Buscaram-se todas as probabilidades. Interrogados e investigados foram todos os prováveis envolvidos e não chegaram a um mínimo parecer que levasse a um indício de suspeição para uma busca mais apurada. A quatro dias do ocorrido, passaram às mãos de Patrick Brown essa difícil tarefa. Ia ele pelo caminho, imbuí do do primeiro passo em sua missão: interrogar Jane Walters, a esposa. Olhou melhor e mais de perto a gigantesca estufa enquanto passava agora bem rente a ela. Longa fila de sementeiras de diferentes mudas despertou-lhe lembranças que já se perdiam no tempo. Veio-lhe, como que para afastar a saudade indesejada, uma sensação de realização ao se sentir vitorioso na carreira que escolheu. Desvendar casos complicados para outras delegacias era o seu motivo de maior orgulho. Olhava para as espécies que cresciam ali, naqueles pequenos caixotes e balançava a cabeça como a cumprimentar velhos conhecidos. A comprida varanda surgiu, imponente, muito bem ornamentada entre aquelas obras. Mrs. Walters, que já o esperava, cumprimentou-o.
– Bom dia, Mr. Brown! Espero que tenha feito uma boa viagem – disse, enquanto fechava a porta pela qual acabara de sair. Patrick, ao responder ao cumprimento, fitou-a nos olhos verdes; não mostrava sinais de que haviam chorado nas últimas horas. Era uma mulher bonita, embora não muito jovem. Calculou que devia passar dos quarenta.
– Correu tudo bem – respondeu agradecendo. Desmontou.
– Haverá problemas se soltá-lo um pouco? – perguntou, alisando o animal, enquanto era autorizado por um sorriso e um sinal negativo de Mrs. Walters. Fez-lhe uma carícia no pelo, verificou os cascos e desatou as correias que prendiam a sela, puxando-a para si. Deu, então, firme palmada no lombo do bicho e este correu em direção ao rio.
– Não sei se posso retribuir o bom dia; como tem passado? – falou, largando os arreios sobre o parapeito da varanda.
– Nada bem, não durmo há dias. Ele é tudo para nós. Não compreendo como pode alguém, simplesmente, desaparecer em Springfield sem deixar uma pista. O que fazem os policiais dessa cidade?

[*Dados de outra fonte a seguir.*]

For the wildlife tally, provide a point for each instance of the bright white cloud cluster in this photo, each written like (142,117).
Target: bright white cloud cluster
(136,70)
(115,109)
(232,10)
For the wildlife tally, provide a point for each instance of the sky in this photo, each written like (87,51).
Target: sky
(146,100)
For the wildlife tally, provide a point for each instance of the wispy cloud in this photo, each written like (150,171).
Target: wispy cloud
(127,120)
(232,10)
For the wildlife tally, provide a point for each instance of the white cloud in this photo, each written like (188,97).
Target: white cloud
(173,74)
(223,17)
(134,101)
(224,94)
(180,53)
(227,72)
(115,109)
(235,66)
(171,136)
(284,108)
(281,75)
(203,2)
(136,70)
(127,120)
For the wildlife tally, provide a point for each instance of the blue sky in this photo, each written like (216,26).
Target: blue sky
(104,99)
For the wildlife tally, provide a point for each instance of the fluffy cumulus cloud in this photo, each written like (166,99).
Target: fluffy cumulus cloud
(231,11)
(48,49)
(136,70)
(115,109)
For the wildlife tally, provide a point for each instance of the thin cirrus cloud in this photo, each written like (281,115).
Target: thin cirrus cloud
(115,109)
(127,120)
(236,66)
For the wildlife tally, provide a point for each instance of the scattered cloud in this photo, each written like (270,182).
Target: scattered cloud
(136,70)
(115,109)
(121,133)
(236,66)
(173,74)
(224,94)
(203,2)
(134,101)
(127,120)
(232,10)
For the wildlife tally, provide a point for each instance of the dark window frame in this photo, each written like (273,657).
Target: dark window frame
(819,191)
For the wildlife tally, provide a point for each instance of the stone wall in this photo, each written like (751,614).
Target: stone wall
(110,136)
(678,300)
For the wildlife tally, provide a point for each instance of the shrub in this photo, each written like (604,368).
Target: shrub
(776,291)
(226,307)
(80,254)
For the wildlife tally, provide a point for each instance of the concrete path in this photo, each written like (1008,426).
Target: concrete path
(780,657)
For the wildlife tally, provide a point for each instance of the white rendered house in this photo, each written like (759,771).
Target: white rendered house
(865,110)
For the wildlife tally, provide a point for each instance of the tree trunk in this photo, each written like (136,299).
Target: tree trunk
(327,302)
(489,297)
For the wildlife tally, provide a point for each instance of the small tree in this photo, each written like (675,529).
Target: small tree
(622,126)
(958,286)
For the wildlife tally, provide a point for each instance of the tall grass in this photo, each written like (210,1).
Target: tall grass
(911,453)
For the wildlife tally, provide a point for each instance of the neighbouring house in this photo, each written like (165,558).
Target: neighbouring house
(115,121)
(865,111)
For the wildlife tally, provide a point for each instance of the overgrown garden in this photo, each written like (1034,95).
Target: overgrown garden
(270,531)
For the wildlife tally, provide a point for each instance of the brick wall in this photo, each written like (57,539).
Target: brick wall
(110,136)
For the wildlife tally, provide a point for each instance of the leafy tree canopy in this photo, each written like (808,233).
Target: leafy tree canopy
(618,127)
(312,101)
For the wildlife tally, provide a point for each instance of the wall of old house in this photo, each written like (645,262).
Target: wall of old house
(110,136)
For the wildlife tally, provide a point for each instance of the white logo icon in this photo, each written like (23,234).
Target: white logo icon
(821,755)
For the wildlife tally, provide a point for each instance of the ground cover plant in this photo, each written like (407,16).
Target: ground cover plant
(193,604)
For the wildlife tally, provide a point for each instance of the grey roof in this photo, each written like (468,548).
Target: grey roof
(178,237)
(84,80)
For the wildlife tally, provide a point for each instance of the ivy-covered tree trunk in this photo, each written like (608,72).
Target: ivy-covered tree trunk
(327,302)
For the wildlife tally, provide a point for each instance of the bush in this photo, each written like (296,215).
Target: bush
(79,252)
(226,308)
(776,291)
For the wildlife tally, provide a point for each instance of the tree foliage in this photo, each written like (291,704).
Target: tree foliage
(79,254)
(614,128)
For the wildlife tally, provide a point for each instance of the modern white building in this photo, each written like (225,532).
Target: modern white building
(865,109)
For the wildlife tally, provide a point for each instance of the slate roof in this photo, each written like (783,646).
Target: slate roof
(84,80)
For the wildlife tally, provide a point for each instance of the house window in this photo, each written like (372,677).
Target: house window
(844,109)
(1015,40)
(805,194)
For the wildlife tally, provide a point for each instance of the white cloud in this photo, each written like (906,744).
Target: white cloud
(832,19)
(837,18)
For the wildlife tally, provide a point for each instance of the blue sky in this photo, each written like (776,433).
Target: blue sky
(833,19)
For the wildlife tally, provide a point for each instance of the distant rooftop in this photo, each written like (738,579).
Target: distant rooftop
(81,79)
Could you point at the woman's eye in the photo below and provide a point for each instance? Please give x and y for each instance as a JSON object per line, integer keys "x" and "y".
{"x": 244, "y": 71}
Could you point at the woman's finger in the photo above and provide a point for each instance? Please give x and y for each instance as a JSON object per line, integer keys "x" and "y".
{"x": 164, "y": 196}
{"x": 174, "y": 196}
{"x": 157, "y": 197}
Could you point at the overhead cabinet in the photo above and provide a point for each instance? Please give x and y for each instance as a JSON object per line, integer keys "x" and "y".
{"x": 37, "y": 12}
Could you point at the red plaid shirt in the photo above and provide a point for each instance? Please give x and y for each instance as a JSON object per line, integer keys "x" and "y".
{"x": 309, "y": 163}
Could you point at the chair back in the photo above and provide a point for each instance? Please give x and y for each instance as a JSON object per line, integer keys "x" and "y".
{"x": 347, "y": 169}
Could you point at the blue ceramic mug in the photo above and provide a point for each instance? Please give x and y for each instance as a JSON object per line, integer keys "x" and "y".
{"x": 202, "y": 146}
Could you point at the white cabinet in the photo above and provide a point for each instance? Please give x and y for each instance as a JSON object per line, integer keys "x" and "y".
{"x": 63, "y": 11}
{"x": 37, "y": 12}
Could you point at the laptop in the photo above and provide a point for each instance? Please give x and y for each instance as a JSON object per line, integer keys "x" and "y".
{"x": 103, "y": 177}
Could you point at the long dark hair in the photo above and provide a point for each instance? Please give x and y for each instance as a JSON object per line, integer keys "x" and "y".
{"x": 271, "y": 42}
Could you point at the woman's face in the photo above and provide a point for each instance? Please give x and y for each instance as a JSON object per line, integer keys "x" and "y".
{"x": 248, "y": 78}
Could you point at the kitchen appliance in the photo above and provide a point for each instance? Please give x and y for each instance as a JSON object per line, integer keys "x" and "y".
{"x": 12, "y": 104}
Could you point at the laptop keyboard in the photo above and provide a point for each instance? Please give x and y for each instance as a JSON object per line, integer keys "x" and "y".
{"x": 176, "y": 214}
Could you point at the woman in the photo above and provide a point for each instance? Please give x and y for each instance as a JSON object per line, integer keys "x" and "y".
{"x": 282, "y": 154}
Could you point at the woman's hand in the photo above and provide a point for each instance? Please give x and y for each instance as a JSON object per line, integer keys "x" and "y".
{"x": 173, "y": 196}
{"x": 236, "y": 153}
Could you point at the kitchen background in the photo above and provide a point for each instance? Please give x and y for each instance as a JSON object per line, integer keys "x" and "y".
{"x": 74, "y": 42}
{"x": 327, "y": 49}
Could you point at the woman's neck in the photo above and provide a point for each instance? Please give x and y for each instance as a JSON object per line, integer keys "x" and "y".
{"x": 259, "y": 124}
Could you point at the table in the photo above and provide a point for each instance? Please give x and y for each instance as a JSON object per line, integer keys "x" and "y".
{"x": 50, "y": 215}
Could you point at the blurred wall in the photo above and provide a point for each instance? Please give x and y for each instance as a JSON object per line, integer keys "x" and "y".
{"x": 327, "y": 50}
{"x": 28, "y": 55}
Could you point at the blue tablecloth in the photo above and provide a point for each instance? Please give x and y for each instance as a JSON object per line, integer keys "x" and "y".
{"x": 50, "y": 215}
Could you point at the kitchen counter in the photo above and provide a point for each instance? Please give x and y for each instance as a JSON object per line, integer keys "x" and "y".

– Temos que conversar, senhora Walters. Para começar, preciso fazer algumas perguntas, se não se importa. – Ele permaneceu na mesma posição, a cofiar o bigode, aguardando o convite para entrar na casa.
– É claro – respondeu. – Entre, por favor.
Virou-se, abrindo a porta. Patrick penetrou na varanda. Seus olhos demoraram-se agora um pouco mais sobre a mulher. Os cabelos loiros e escorridos pendiam-lhe nos ombros torneados. Na ante-sala, uma pintura tomava meia parede ao lado da porta principal. O quadro era antigo, mas chamava a atenção pela predominância das cores quentes; exibia velha cena peculiar no remoto oeste americano, com a cavalaria rústica cruzando a galope o grande lago, tendo, ao fundo, as montanhas rochosas. Ali mesmo sentaram-se. Patrick deixou cair todo o seu peso sobre uma poltrona tão macia que afundou. A mulher sentou-se no canto oposto em uma cadeira de palha.
– O que quer tomar? – perguntou com decisão como se adivinhasse que ele queria tomar alguma coisa.
– Aceito um café forte, por gentileza. Preciso estar bem desperto; acho que terei que pensar um bocado.
– Só um minuto. – Ela saiu e, em trinta segundos, já estava de volta. Sentou-se novamente. – O que deseja saber? – indagou, ajeitando a alça do vestido vermelho que lhe cobria até os tornozelos.
– Para começar, conte-me o que puder a respeito das amizades do Sr. Walters e de sua rotina também.
As primeiras palavras de Jane fluíram-lhe sem dificuldades. Dava a impressão que se cansara de repetir a mesma coisa a todos que lhe interrogavam sem sucesso. Porém, surpreendeu-se quando Patrick, interrompendo-lhe a salmodia, perguntou: – Senhora Walters, acaso o seu marido vinha, ultimamente, recebendo alguma visita inusitada? – ela corou a esta pergunta.